Blog post: an on-demand SLG solver for Chalk


#1

This blog post describes some experimental work on an alternative solver for Chalk that I think may be a better fit for rustc:

http://smallcultfollowing.com/babysteps/blog/2018/01/31/an-on-demand-slg-solver-for-chalk/

Feedback welcome!


#2

Sounds like you have a good system, except for doing union queries. Union queries are a lot like database joins. There is a lot of ink spilt on how to make databases fast, so maybe some of that will be helpful. Specifically it made me think of Worst-case optimal joins, in dataflow which roughly suggests doing away with a join plan and switching during the computation.


#3

Thanks for this informative post :slight_smile:

One thing I kept wondering about: You worry about internal run-away on queries like exists<T> { Rc<T>: Debug }, but when do such queries even come up in the compiler? I don’t feel like I want type inference to do open-ended queries like that, but I’m probably missing something.


#4

Good question!

Partly the answer is that I too do not want type inference doing open-ended queries, and for that reason I am paying special attention to them to be sure that we don’t waste too much time when they do happen.

But I guess the question is “how can they happen in the first place”, or maybe “can’t we just not make such queries”. I think to some extent the answer is yes, we can try to hold off on doing queries until the “input types” are fully resolved.

But it’s not always that simple. There are several cases where we rely on the trait solver to help us push type inference through. Some examples:

Associated type normalization. For example, consider this simple case:

impl<A, B> Foo for A
    where A: Iterator<Item = B>
{ ... }

when lowered to chalk, you get something like:

(?A: Foo) :- 
    ?A: Iterator,
    <?A as Iterator>::Item = ?B

Note that ?B is unconstrained here (of course, it will be derived from ?A).

Partially restricted impls. Similarly, we sometimes have “partially restricted” examples, like Vec<T>: Index<usize> and Vec<T>: Index<Slice<usize>>, where we’d like to be able to infer that the 3 in vec[3] is a usize (as opposed to some other kind of integer). It is initially an unconstrained type variable, so we start out with something like Vec<T>: Index<?U>, and we have to restrain ?U.

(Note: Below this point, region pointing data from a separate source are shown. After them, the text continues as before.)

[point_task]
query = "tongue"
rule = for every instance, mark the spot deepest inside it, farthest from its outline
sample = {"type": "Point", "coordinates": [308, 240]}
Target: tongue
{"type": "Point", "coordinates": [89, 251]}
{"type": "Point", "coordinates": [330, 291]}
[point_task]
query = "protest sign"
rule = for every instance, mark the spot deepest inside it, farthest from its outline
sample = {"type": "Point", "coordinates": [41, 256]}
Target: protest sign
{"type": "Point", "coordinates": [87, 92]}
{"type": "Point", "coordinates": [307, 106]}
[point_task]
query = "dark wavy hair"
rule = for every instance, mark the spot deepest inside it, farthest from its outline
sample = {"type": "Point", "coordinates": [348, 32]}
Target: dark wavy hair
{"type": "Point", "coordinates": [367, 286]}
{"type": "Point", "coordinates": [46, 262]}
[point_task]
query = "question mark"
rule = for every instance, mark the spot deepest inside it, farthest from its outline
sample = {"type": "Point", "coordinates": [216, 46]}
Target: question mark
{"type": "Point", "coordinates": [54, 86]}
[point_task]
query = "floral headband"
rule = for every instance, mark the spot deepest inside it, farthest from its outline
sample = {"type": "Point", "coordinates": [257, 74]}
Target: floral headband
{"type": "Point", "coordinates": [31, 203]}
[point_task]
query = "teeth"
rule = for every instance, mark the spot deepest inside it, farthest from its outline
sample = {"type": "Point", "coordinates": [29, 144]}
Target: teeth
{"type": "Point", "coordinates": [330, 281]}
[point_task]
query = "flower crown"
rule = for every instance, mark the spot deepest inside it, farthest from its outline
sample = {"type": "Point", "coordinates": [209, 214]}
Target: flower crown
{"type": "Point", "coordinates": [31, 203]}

Integer literals have a bit of additional complexity here: in the compiler, they are a like a special ad-hoc kind of type variable that only unifies with integer types. That helps us here to narrow down the impls. In this SLG solver, you could model that instead with a pair of goals, like Vec<T>: Index<?U> and IsIntegral(?U), where IsIntegral is true for the integral types.


#5

Regarding the resolution of:

impl<T> Foo for T
  where T: Bar, T: Baz,

I wonder if there would be a way to alternate between T: Bar and T: Baz.

If we name those two subgoals A and B, and imagine that A has 1,000 possible answers (#A) while B has 10 possible answers (#B), then the “Oracle” way is to enumerate B’s answers and cross-check them against A’s. In this way: B generate 10 answers and A cross-check 10 answers. This gives the optimal complexity of ϴ(min(#A, #B)) (in the number of answers generated).

The other way around, A generates 1,000 answers and B cross-check 1,000 answers has a worst-case complexity of ϴ(max(#A, #B)).

So, what about simply alternating?

That is, let A produce an answer, cross-check it with B, then let B produce an answer, cross-check it with A, and keep going. In this way:

  • A generates 10 answers and B cross-check 10 answers,
  • B generates 10 answers and A cross-check 10 answers.

In fine, we end-up with a worst-case complexity of ϴ(2*min(#A, #B)).

Or, in the general cases of N sub-goals, ϴ(N*min(A[0], A[1], ... A[N-1])), which doesn’t sound so bad compared to the optimal complexity.